An LLM reads the CV. The moat is what it doesn’t see.
Anyone can wrap an LLM around a job board this weekend. The CV read is commoditised. What can’t be copied with a better prompt is the layer learned from your outcomes — and that’s the whole game.
Let’s be honest about what’s easy. Reading a CV against a job description and producing a fluent paragraph about fit is now a commodity. A capable model and an afternoon gets you most of the way. If that’s the product, there is no product — your competitor ships the same thing on Sunday with a slightly better prompt.
So the question that matters isn’t “can an AI read the CV?” It’s “what does the CV not contain?” And the answer is everything that actually decides the placement: which of your clients accept which profiles, where your deals close on rate, which stack a particular lead has quietly distrusted, who’s really available against a start date. None of that is on the page. All of it lives in your outcomes.
The defensible layer is yours, not ours
A prompt is copyable. A weight learned from a year of your own accepted-and-rejected history is not, because nobody else has the history.
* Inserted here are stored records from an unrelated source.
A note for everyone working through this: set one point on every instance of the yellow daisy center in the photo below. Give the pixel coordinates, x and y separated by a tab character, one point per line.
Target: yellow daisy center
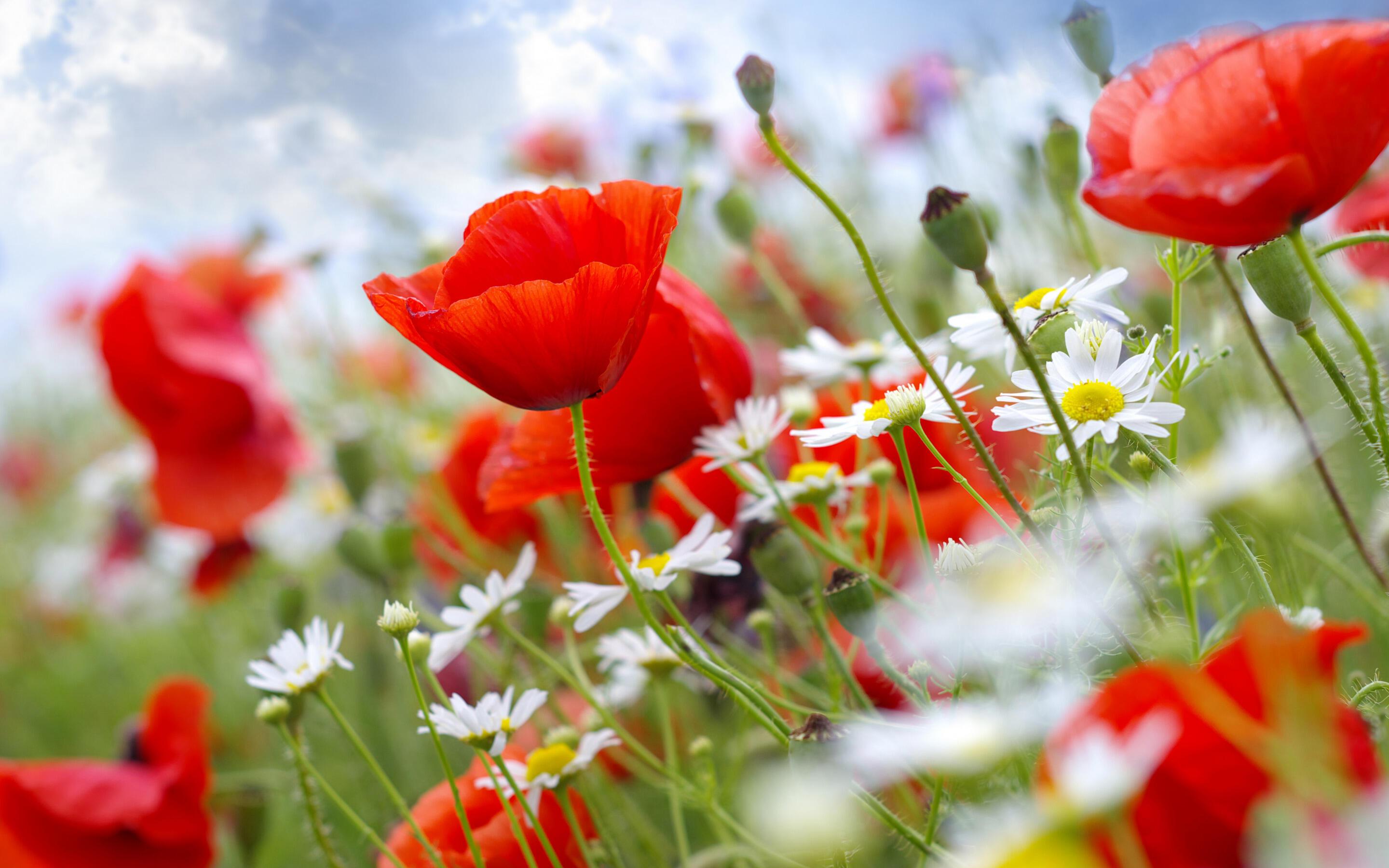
656	563
803	471
548	760
1034	299
1092	402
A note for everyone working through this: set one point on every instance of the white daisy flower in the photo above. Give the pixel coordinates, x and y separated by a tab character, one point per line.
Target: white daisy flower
824	360
984	335
806	482
755	425
296	665
1098	395
480	606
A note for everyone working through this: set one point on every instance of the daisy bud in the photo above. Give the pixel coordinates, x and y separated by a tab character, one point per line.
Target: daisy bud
784	561
955	227
272	710
1062	157
852	602
1279	280
398	620
736	216
1091	34
758	81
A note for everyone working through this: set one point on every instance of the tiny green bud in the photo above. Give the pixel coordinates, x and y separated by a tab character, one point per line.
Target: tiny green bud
852	602
758	81
784	561
736	216
1279	278
955	227
1091	34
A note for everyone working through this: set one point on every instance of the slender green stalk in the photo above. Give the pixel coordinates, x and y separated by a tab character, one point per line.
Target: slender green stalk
769	133
338	800
444	758
381	775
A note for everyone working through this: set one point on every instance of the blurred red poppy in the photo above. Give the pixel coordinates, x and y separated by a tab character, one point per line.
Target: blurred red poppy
1267	693
1364	210
1238	136
185	368
687	374
498	846
146	812
546	302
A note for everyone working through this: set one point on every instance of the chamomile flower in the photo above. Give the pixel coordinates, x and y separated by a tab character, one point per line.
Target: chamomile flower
296	665
755	425
806	482
984	335
824	360
1098	395
480	606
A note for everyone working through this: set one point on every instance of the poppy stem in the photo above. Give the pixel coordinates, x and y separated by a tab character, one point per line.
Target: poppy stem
338	800
769	131
444	758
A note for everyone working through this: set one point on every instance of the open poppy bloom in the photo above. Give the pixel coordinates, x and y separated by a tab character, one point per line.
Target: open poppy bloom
687	374
187	371
146	812
546	302
1266	703
1241	135
496	843
1364	210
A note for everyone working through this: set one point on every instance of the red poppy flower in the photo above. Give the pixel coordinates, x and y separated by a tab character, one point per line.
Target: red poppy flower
478	433
545	303
1238	136
496	843
185	368
146	812
687	374
1364	210
1280	678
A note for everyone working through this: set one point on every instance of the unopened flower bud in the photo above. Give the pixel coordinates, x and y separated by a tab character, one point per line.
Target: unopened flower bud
1091	34
736	216
398	620
272	710
852	602
955	227
1279	278
758	81
881	471
1062	159
784	561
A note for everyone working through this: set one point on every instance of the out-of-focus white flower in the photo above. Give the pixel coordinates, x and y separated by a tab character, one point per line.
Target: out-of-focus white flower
299	665
480	606
755	425
984	335
1098	395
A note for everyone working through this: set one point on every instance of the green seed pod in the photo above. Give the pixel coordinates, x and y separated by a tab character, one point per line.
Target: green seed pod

That’s the moat, and the uncomfortable, honest part is that it isn’t something we hand you on day one — it’s something the tool accumulates with you, from your desk, and treats as yours.
How the read is actually built
Under the surface, a submission is scored on six dimensions, not one fuzzy “match.” Each is a distinct kind of signal:
- Revealed preference — what this client has historically accepted and rejected.
- Rate — does the number close the margin and clear the client’s real ceiling?
- Two-sided fit — not just “will the client take them,” but “will they take the client.”
- Timing — availability against the actual start date.
- Technical strength — the part the CV does speak to, including equivalent stacks (Spring is Java experience, even when the word isn’t repeated).
- Confidence — how much of the above is read from the document versus inferred, stated plainly.
Two design rules hold it together. First, gates before weights: some dimensions are pass/fail — if the candidate isn’t available in time, no amount of technical brilliance rescues the submission, and the model shouldn’t average that away. Only once the gates clear do the weights decide ranking. Second, those weights are learned from your outcomes, not hard-coded by us. Your desk teaches the engine what to lean on.
The LLM reading the CV is table stakes. The product is the layer it can’t see — and that layer is built from the one thing a competitor’s better prompt can never reach: what happened on your desk.